Die beiden jungen Männer, beide noch keine zwanzig, grinsten und murmelten einige bestätigende Worte. Sie packten den Liegenden an Armen und Beinen.

»Und du?«, fragte Tjammis, ein schmächtiger Kerl mit ungewöhnlich heller Haut, der zwischen anderen Patloreniern stets auffiel. »Kommst du gleich nach?«

Shorrn schüttelte den Kopf. »Dass ich Kerron gesucht habe, war eigentlich nicht mein Ziel«, sagte er. »Eigentlich wollte ich zur alten Harghilye. Die betrügt die Leute, hat man mir gesagt.«

 

Harghilye war eine alteingesessene Kräuterhexe, das wusste Shorrn, der nicht zum ersten Mal in Schandufer war. Besucht hatte er sie noch nie, gesehen ebenso wenig. Aber es mangelte nicht an Gerüchten und Geschichten über sie. Die Handwerker und Huren im Schandufer mochten die Kräuterhexe nicht, aber manchmal hatte er den Eindruck, dass sie dennoch heimlich stolz darauf waren, eine bei sich zu haben.

Das Dorf selbst bestand aus einigen Dutzend Hütten, die sich zwischen den Schilfwäldern entlang des Ufers verteilten. Harghilye hauste am Ende des Dorfs, an einer Stelle, die weit von den anderen Hütten entfernt lag. Schmale Seitenarme des Flusses schlängelten sich durch die Ebene, und teilweise war nicht zu erkennen, wo Wasser und Land ineinander übergingen.

Der Weg führte über eine trockene Fläche, die rechts und links von Seitenarmen gesäumt wurde, aus denen hohes Schilf wuchs. An manchen Stellen wucherten die Pflanzen so in den Pfad hinein, dass Shorrn sie aus dem Weg räumen musste. Er zog sein Messer und schlug einige besonders weit vorstehende Blätter ab oder zerhackte sie gleich. Es war anstrengend. Die dicken Blätter ließen sich von seinen Hieben nicht leicht zerteilen. Manchmal war es einfacher für ihn, sich einfach zu ducken und dem Schilf auszuweichen.

»Wie schafft die Alte es bloß, den Weg freizuhalten?«, überlegte er halblaut. Der Pflanzenwuchs war so stark, dass die Kräuterhexe es auf keinen Fall allein schaffen konnte, täglich die Blätter und Triebe zu beseitigen. Er hielt an und blickte auf den Weg hinunter.
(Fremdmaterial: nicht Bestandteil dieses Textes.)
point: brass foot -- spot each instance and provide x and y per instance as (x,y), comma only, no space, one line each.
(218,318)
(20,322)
Flache Steine lagen auf dem festgestampften Boden, einer nach dem anderen, und gaben festen Tritt. Keinen Schritt davon entfernt schimmerte das stehende Wasser. Kleine Insekten schwirrten über der ölig wirkenden Flüssigkeit, die an dieser Stelle streng roch.

Shorrn zog die Nase hoch – das hier war kein gewöhnliches Wasser, aber er konnte den Geruch nicht zuordnen. Er hielt den Zeigefinger der rechten Hand an einer sandigen Stelle in den Fluss, zog ihn wieder heraus und rieb die Fingerkuppe am Daumen. Schmierig fühlte sich das an, wie eine der Tinkturen, mit denen sich Frauen einschmierten. Shorrn überlegte kurz, ob er den Finger in den Mund stecken und von der seltsamen Flüssigkeit probieren sollte, ließ es aber sein.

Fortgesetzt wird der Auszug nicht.